Marty and I were sitting on the couch, watching the twinkling lights wrapped around our Christmas tree and sipping our morning coffee when he said it. “I don’t think we should invite anyone over for the holidays this year.”

“Why? I asked, proud of my ability to whip up a feast at a moment’s notice.

“Because you want everything to be perfect. You get so stressed out, you don’t enjoy the day, and I spend all my time worrying about you.”

My brain spinning with regret, I felt ashamed that my stress and anxiety were stealing joy from someone I loved. I thought about past holidays and realized my husband was right. I’d let my need to have everything “just so” run roughshod over my intention to simply live in the moment and enjoy spending time with people I cared about. Like many of us, I found myself overwhelmed by the strain, worry, and unrealistic expectations this festive season can bring.

 

In this blog, you’ll discover how the holidays can affect your emotional well-being, strategies for dealing with disagreements around the holiday table and being alone, along with self-care tips that will bring back the joy of the season.

 

How does the stress of the holidays affect my mental health?

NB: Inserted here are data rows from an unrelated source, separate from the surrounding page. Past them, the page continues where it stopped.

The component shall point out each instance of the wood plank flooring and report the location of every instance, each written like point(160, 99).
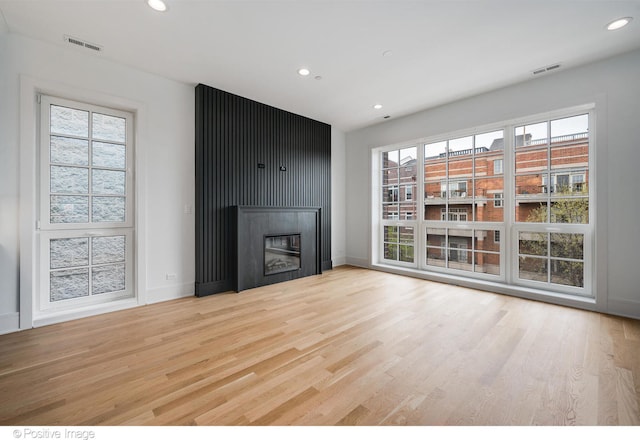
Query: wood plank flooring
point(348, 347)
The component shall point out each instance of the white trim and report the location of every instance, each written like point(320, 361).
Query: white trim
point(494, 287)
point(29, 88)
point(9, 322)
point(169, 293)
point(339, 261)
point(358, 262)
point(508, 245)
point(97, 309)
point(624, 307)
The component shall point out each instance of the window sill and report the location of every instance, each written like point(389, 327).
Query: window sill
point(586, 303)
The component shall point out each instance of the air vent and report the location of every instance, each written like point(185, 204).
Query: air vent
point(546, 69)
point(78, 42)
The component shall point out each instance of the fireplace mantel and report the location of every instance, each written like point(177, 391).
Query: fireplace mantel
point(254, 223)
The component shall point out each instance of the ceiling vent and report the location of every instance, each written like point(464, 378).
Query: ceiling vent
point(80, 43)
point(546, 69)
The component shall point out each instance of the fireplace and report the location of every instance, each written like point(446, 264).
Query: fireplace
point(275, 244)
point(281, 253)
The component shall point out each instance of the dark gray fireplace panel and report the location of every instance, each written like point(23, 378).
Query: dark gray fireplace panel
point(255, 223)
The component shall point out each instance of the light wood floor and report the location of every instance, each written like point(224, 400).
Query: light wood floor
point(349, 347)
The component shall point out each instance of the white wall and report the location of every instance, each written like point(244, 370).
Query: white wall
point(165, 150)
point(613, 84)
point(338, 197)
point(9, 160)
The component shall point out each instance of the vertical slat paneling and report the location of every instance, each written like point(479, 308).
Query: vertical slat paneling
point(233, 135)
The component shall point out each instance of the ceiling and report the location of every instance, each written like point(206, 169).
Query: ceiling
point(406, 55)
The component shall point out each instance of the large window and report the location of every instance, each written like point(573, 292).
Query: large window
point(86, 205)
point(527, 181)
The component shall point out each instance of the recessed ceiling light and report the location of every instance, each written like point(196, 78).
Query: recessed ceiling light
point(157, 5)
point(619, 23)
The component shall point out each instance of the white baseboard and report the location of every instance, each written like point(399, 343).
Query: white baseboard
point(339, 261)
point(97, 309)
point(9, 323)
point(359, 262)
point(623, 307)
point(168, 293)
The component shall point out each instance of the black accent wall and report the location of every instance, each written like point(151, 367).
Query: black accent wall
point(248, 153)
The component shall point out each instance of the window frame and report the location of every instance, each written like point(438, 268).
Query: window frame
point(507, 229)
point(46, 231)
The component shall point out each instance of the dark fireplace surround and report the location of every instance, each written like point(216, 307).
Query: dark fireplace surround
point(256, 225)
point(271, 166)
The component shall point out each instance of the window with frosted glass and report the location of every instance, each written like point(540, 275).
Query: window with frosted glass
point(87, 172)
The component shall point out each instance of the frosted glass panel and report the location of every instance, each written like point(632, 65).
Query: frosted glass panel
point(69, 121)
point(69, 180)
point(107, 182)
point(67, 284)
point(109, 128)
point(69, 151)
point(106, 279)
point(108, 155)
point(69, 252)
point(107, 249)
point(69, 209)
point(108, 209)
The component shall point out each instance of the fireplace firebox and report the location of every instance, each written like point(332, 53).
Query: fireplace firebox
point(275, 244)
point(281, 253)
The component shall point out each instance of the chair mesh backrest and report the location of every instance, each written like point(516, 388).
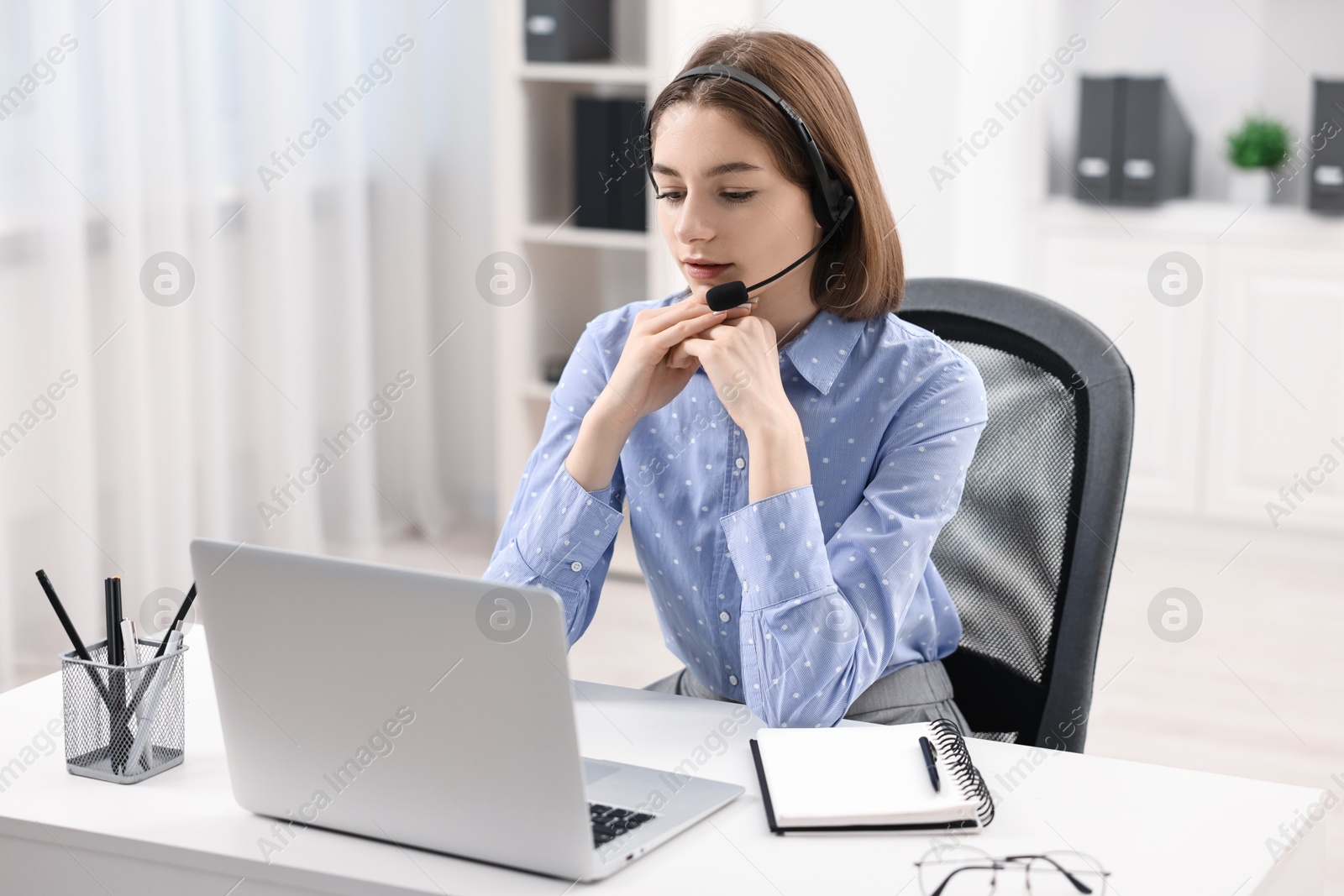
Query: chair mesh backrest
point(1005, 555)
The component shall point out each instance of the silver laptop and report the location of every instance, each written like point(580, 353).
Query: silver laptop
point(429, 710)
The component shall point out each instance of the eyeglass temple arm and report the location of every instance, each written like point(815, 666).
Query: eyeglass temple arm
point(958, 871)
point(1081, 887)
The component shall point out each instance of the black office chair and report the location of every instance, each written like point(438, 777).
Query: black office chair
point(1027, 557)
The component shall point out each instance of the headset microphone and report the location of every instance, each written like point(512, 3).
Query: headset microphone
point(734, 293)
point(831, 202)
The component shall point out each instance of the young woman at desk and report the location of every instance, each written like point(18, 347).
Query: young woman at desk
point(788, 463)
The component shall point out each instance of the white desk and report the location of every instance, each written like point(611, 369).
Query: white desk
point(1160, 831)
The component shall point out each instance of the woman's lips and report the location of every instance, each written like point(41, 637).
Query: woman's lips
point(706, 271)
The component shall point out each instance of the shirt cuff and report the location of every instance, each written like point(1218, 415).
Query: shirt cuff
point(777, 548)
point(569, 531)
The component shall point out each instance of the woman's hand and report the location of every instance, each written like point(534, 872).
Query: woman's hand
point(644, 380)
point(743, 360)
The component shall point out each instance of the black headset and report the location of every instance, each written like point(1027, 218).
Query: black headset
point(831, 201)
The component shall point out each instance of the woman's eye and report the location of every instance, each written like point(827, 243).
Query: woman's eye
point(732, 197)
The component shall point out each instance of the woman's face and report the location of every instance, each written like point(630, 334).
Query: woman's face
point(726, 203)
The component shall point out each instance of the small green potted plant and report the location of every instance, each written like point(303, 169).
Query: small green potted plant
point(1254, 150)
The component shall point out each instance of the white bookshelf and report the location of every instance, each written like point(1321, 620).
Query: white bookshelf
point(577, 271)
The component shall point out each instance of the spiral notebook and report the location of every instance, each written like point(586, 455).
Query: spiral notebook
point(869, 778)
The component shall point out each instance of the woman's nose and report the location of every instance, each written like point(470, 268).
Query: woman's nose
point(692, 221)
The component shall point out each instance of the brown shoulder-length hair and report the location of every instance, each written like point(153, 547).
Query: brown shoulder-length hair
point(859, 275)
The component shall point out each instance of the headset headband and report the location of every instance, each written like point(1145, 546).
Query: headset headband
point(828, 194)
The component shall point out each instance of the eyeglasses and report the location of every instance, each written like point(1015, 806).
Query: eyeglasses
point(965, 871)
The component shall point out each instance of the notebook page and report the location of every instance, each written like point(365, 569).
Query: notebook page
point(857, 777)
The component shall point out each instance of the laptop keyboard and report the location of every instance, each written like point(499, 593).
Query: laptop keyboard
point(609, 822)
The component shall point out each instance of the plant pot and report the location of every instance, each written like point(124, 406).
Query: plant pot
point(1249, 186)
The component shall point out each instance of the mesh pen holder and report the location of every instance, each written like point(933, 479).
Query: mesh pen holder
point(124, 723)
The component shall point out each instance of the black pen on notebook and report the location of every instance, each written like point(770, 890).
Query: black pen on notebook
point(927, 748)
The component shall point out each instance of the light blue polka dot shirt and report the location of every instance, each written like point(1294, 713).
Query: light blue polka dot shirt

We dive headfirst into our holiday celebrations, vaguely aware of the emotional pitfalls that may be ahead but hoping against hope that this year will be different. Many of us experience loneliness and emotional overload. We find ourselves struggling to select just the right gift, to decorate enough gingerbread, or to be the perfect host. Whether we’re haunted by the bittersweet memories of those no longer with us, feeling left out because we’re alone, or worrying about juggling relatives that don’t get along, maintaining our emotional balance this time of year can be a challenge.

 

Let’s look at some statistics.

If you find yourself wondering when the holidays changed from a celebration to an emotional obstacle course, you’re not alone. In a survey conducted by the National Alliance of the Mentally Ill in 2022, 64% of participants said they felt depressed during the holidays. Forty-one percent of people who took part in a 2023 American Psychological Association poll said they felt more stressed during the holidays than at other times of the year, blaming unrealistic expectations, over-eating and the drain on their pocketbooks, while participants taking a 2024 American Psychiatric Association survey cited worries about not being able to afford holiday gifts (46%)  missing someone they loved (48%) or dealing with difficult family members (32%) as the reasons behind their stress and anxiety.

 

Dealing with Difficult Conversations

We’ve all been there. Family and friends are gathered around a table groaning with delicious food when someone brings up a topic everyone else has been praying won’t surface, and a sense of dread envelopes the once-happy space. Figuring out how to handle the people we care about when they broach subjects that spark controversy can be daunting, to say the least. Fortunately, there are ways to cut dissension off at the pass and get your holiday gathering back on track—or at the very least, manage to preserve your own sanity in the process.

Before the Holidays

  • Be realistic: One of the most critical keys to handling a dispute is realizing that the only person you have control over is you. You’re in charge of how you react and how much you engage.
  • Set boundaries: Try your conversational limits, then get comfortable with them. Make a list of the topics that are out of bounds for you and then practice getting them across tactfully. For example, if you’re worried that your office holiday party is going to be a landmine, think about how long you’re willing to stay or if you should skip it altogether.
  • Get support: Talk to a family member who feels the same way you do beforehand and ask them to support you when a controversial topic comes up.
  • Make a self-care plan: Decide what you’ll do to take care of yourself before and after a potentially dicey holiday event and then put these activities on your calendar to make sure they happen.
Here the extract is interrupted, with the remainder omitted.